Why the economics of orbital AI are so brutal

SMRTR summary

Elon Musk wants to move artificial intelligence off the planet entirely. SpaceX has filed regulatory requests to build solar-powered orbital data centers distributed across up to a million satellites, capable of shifting 100 gigawatts of compute power into space. "By far the cheapest place to put AI will be space in 36 months or less," Musk said on a recent podcast.
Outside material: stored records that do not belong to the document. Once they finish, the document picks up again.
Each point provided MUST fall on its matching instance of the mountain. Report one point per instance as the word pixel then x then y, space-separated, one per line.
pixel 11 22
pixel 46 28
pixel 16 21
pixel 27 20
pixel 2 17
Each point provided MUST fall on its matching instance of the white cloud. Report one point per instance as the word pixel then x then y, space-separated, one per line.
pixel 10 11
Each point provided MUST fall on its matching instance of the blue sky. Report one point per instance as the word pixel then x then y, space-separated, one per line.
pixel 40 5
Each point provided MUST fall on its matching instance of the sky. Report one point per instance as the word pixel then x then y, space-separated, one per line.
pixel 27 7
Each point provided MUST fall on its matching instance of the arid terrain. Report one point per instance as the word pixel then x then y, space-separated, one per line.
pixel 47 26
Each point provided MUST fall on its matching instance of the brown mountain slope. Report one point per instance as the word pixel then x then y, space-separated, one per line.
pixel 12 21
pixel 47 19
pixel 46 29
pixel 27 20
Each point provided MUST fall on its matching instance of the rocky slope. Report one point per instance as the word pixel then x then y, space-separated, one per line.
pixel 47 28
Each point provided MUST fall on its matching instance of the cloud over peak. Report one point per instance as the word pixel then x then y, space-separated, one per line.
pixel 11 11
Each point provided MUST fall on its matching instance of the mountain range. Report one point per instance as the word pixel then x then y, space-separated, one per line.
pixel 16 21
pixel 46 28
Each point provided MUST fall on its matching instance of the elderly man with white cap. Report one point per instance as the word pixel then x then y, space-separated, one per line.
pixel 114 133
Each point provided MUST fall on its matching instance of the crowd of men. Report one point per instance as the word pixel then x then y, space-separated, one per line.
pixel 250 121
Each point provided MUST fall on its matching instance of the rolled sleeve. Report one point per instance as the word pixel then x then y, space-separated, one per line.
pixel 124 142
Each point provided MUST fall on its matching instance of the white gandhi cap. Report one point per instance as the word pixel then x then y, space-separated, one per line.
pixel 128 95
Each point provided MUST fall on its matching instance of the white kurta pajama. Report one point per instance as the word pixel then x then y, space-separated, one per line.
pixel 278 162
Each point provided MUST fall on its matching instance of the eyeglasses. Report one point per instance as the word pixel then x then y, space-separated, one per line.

Google has announced its own Project Suncatcher launching in 2027, while other tech giants are placing similar bets on orbital computing becoming reality.

The economics remain challenging. Current orbital data centers would cost roughly three times more than Earth-based facilities, around $42.4 billion for one gigawatt of capacity. Success depends on SpaceX's unfinished Starship rocket dramatically reducing launch costs from today's $3,600 per kilogram to around $200 per kilogram.

Space presents unique hurdles beyond cost. Without atmosphere, heat dissipation requires massive radiators. Cosmic radiation degrades chips and corrupts data. Solar panels, while five to eight times more efficient in space, deteriorate faster and limit satellite lifespans to about five years.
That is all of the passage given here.